Okay seems I'm not alone.
I'm referring mostly to the article about Tai Chi and Woodworking. Now I have taken Tai Chi classes at the University of Nevada,Las Vegas (UNLV) and locally here in Tampa. I'm not against the practice at all. However I fail to understand why a magazine for WW'ers would even consider publishing an article like that. I didn't subscribe to a WW magazine to see some guy demostrating a planing,joiner technique while trying to do TC. 
This was my last issue of PW on this subscription and I don't think I'll renew. I'll look at the newstand at a couple to see if they improve. Like KayBee said, not looking good for them.
Frankly the humor in the article on the lap desk didn't exactly hit it either.
Guess I'm just getting old and grumpy.


----------



## Sawkerf (Dec 31, 2009)

Just read mine and I'm not terribly impressed. Too much emphasis on hand tools and Early American furniture. I'm not really into either one. - lol


----------



## MikeGager (Jun 15, 2009)

i read it as an article about using your legs to do the work rather then your arms or hands. did i read to much into it? i have to admit a skimmed through most of it lol

anyways not sure what the original point to this thread was.


----------



## Clarence (Nov 23, 2009)

I dropped my subscription. Those guys are too caught up in the Zen of woodworking.


----------



## Howie (May 25, 2010)

Mike: The original point was my wanting to know if it was just me that was not happy with a woodworking magazine writing articles about martial arts and trying to connect the two. I spent a lot of time learning TaiChi and a whole lot of money on woodworking. I fail to see a connection to both.
As far as I'm concerned the article was "filler". What do I get next time an article on JuJitsu and the art of throwing your table saw over your back? I just think they are stepping over the line.
Just my HO.


----------



## petemohr (Dec 11, 2009)

Howie: >>I spent a lot of time learning TaiChi and a whole lot of money on woodworking. I fail to see a connection to both.<<

FWIW: Not to start a philosophical debate but . . .

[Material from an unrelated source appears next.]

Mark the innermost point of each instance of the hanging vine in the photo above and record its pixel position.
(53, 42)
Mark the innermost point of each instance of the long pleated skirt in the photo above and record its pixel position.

In one way you are correct. There is not a connection between Tai Chi and spending "a whole lot of money". However there is a definite connection between Tai Chi and ones approach to woodworking.

You might have spent "a lot of Time" on Tai Chi but I'd have to say you didn't "Learn" Tai Chi if you fail to see the connection.

Think about it . . .
pete


----------



## MikeGager (Jun 15, 2009)

ok i get ya. kind of like kernovs philosophy on woodworking. some people really get it and admire him yet i see him as kind of a weirdo that takes his love for wood a bit to serious. i mean its ok to love your wood, just dont LOVE your wood


----------



## Howie (May 25, 2010)

Like I said just my HO.


----------



## Howie (May 25, 2010)

Ok Pete. After taking your advise and looking at the article again, my IQ of 153 has completely failed me and it is still my opinion the article was a waste of editorial space that could have been devoted to something more enlightening. There are a lot of people that aren't the least bit interested in Tai Chi. I on the other hand have been interested in it for about 20 years. Long time to be into something and not understand i or "Learn" something from it.


----------



## petemohr (Dec 11, 2009)

Hi Howie - Nice IQ you have there. I'm not sure what it has to do with anything but thanks for letting us know.

Like you said "There are a lot of people that aren't the least bit interested in Tai Chi" so I think we should just let this go and get back to doing some woodworking.

As for the article, you are entitled to your opinion.

pete


----------